After investigating BandwagonHost’s console, I found that they provide weekly backups that can be instantly converted into snapshots. The most recent one was from June 22nd, which was fortunate. My first thought was to restore the machine directly from the snapshot. If today’s operations had caused some configuration issue, then a snapshot from a week ago should boot normally. Full of hope, I waited about ten minutes for the snapshot restoration, only to encounter the same error. Still not giving up, I tried restoring the June 15th backup as well, but to no avail.
At this point, I realized the gravity of the situation and even prepared for the worst-case scenario of losing all data. While waiting for a response to my support ticket, I started searching for similar cases and eventually discovered that BandwagonHost’s snapshot images can be downloaded. I found an article titled “Tutorial on downloading, unzipping, and viewing data from BandwagonHost backup snapshot image files .tar.gz and .disk files.”
So, I downloaded the snapshot image and obtained a .disk
file. This file seemed to be in a proprietary format. According to the tutorial, it can be converted using Virtual Box’s command-line tool vboxmanage convertfromraw
. However, after downloading from the official website, I found it doesn’t support M-chip Macs. So, I installed and executed the conversion on my old 2019 Intel Mac, resulting in a .vmdk
file.
After the conversion, I mounted this .vmdk
as a disk on a Virtual Box CentOS virtual machine, only to encounter the same error.
So, I tried a different approach and found that the 7-Zip software supports extracting common virtual machine formats, but the client is only available for Windows.
Although theoretically, I could use the command-line version p7zip on macOS, I encountered errors during extraction. So, that avenue was blocked too. I came up with a roundabout solution: I downloaded a Win11 virtual machine, installed the 7-Zip software, and successfully extracted the files.
Another problem arose: the resulting files were Linux disk image files in 1.img
, 2.img
format, which couldn’t be loaded on macOS. I asked my company’s operations team, tried fiddling with fuse, but still couldn’t load them.

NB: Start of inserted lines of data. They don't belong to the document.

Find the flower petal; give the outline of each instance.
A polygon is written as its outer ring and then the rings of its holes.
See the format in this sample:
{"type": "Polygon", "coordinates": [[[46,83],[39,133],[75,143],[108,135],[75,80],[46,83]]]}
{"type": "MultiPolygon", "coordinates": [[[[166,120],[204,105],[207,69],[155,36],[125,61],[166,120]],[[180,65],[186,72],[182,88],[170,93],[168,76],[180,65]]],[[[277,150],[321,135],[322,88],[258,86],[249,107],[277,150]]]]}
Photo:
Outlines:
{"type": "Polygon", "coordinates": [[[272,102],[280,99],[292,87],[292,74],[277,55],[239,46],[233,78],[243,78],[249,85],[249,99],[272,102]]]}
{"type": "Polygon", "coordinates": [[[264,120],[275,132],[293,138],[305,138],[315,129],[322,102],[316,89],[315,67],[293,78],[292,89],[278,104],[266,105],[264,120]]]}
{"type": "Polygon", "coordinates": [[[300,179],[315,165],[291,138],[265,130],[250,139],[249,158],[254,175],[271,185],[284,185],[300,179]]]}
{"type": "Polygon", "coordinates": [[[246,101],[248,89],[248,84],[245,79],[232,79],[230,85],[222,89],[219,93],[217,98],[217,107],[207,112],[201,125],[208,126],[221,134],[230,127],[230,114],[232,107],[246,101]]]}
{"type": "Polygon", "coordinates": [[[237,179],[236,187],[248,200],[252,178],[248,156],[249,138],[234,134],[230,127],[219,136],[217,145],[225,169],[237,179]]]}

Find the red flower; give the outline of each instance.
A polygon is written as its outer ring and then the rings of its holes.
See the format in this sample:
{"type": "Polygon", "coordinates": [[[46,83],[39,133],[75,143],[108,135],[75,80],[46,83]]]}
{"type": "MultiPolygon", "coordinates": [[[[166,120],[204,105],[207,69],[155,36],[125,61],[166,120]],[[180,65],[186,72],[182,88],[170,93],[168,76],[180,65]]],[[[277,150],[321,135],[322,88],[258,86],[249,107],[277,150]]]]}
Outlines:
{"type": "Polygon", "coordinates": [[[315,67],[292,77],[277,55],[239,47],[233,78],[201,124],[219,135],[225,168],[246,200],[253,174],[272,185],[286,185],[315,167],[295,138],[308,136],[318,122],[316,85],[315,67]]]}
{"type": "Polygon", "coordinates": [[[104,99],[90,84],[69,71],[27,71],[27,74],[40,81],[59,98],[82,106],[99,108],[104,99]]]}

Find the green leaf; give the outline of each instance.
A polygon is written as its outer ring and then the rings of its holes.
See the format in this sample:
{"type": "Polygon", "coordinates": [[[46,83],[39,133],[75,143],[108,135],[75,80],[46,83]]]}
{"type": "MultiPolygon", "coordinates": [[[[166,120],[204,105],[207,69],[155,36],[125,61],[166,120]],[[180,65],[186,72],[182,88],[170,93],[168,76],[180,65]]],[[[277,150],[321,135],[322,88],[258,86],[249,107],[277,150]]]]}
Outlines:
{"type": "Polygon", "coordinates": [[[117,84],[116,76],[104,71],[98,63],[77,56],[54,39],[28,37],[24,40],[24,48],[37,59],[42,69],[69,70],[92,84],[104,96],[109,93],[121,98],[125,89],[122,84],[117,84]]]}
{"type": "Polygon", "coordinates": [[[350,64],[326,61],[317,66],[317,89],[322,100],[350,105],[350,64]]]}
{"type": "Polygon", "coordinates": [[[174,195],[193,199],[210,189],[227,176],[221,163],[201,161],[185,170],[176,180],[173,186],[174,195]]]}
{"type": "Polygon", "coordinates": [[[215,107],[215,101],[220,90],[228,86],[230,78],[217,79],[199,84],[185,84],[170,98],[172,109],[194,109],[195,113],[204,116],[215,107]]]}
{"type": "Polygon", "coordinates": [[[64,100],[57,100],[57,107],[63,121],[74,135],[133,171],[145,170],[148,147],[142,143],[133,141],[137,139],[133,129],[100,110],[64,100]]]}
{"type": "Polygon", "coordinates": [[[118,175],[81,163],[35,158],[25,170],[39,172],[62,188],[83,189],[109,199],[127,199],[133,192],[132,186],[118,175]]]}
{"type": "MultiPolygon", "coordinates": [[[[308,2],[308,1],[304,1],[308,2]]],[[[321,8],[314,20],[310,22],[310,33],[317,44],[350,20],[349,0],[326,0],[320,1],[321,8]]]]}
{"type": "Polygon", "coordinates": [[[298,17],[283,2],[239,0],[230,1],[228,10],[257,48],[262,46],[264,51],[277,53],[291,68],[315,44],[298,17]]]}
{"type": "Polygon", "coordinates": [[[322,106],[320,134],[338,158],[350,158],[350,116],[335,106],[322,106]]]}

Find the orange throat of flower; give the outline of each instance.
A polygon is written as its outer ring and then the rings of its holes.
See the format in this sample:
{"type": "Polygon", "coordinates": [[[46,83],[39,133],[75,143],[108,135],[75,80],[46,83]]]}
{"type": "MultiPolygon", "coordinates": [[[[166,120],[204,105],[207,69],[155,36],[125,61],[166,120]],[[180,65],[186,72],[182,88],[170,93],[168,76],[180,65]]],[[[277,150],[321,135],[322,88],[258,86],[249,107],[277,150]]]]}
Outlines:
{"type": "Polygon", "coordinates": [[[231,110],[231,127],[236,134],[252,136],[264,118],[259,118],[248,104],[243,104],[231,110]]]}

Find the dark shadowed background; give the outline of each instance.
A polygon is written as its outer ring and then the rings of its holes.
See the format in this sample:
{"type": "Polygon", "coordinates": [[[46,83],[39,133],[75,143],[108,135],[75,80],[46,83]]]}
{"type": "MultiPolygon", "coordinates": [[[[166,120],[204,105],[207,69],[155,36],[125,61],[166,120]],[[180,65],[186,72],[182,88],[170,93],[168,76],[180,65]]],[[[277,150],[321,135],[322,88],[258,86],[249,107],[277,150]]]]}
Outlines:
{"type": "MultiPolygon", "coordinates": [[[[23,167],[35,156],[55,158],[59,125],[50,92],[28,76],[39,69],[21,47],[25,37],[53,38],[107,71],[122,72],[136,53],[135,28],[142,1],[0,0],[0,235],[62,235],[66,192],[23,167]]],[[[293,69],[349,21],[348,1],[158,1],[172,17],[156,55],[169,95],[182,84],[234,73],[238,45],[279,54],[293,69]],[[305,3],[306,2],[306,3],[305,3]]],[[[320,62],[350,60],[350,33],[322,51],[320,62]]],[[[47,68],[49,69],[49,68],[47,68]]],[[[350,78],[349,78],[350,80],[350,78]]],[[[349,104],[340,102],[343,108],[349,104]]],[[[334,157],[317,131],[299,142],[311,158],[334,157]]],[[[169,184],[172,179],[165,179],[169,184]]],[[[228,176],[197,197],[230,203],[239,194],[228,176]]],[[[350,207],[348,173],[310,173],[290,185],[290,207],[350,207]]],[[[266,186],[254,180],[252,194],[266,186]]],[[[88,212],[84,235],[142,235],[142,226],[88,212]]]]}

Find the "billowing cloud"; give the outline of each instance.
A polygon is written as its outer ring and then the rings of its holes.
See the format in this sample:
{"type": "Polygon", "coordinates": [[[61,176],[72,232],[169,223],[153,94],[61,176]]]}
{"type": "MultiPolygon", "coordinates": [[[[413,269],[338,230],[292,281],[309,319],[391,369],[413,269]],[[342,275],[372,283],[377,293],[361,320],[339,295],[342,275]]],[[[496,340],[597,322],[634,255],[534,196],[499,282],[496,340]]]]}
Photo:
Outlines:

There was some good news during this time. While scouring the internet, I discovered a data recovery software called UFS Explorer. I tried it and found it could load the files normally, except that files over 768k required a paid version. Of course, I didn’t intend to pay, but seeing that the files were indeed readable gave me peace of mind. At least the data was there; the rest was just a technical problem.
Meanwhile, BandwagonHost responded to my ticket, suggesting I try restarting or reinstalling… 🤣
Giving up on ticket communication, I continued trying to rescue my data from the img
file. The ever-resourceful STRRL told me that OrbStack can start a Linux Machine, and I could mount this img
as a Linux disk.
sudo losetup -fP 1.img
mkdir /mnt/bwg
sudo mount /dev/loop0 /mnt/bwg
Using these commands, I successfully mounted my img
disk image to the OrbStack Ubuntu machine.
When I saw my images appear in the command line output, I was almost moved to tears 😭.
tar -czvf cheverto_chevereto_images.tar.gz cheverto_chevereto_images/
rsync -acvP ./cheverto_chevereto_images.tar.gz pseudoyu@[yu-mac-studio]:~/Downloads/
I quickly created a tar
package and transferred it to my local Mac using rsync
. After extracting it locally, I finally saw all my images.
Migrating the Image Hosting System to r2
However, due to this experience, I no longer trust the stability of server-based image hosting. I spent half a day setting up a new free image hosting system — “Building Your Free Image Hosting System from Scratch (Cloudflare R2 + WebP Cloud + PicGo)”.
As for uploading existing data to r2
, I used rclone
to complete the migration. Mission accomplished!
Conclusion
I’ve started reconsidering issues of service deployment and data security. I plan to move some important data to the cloud rather than relying on single machines, and continue migrating some services to serverless platforms like fly.io and Zeabur.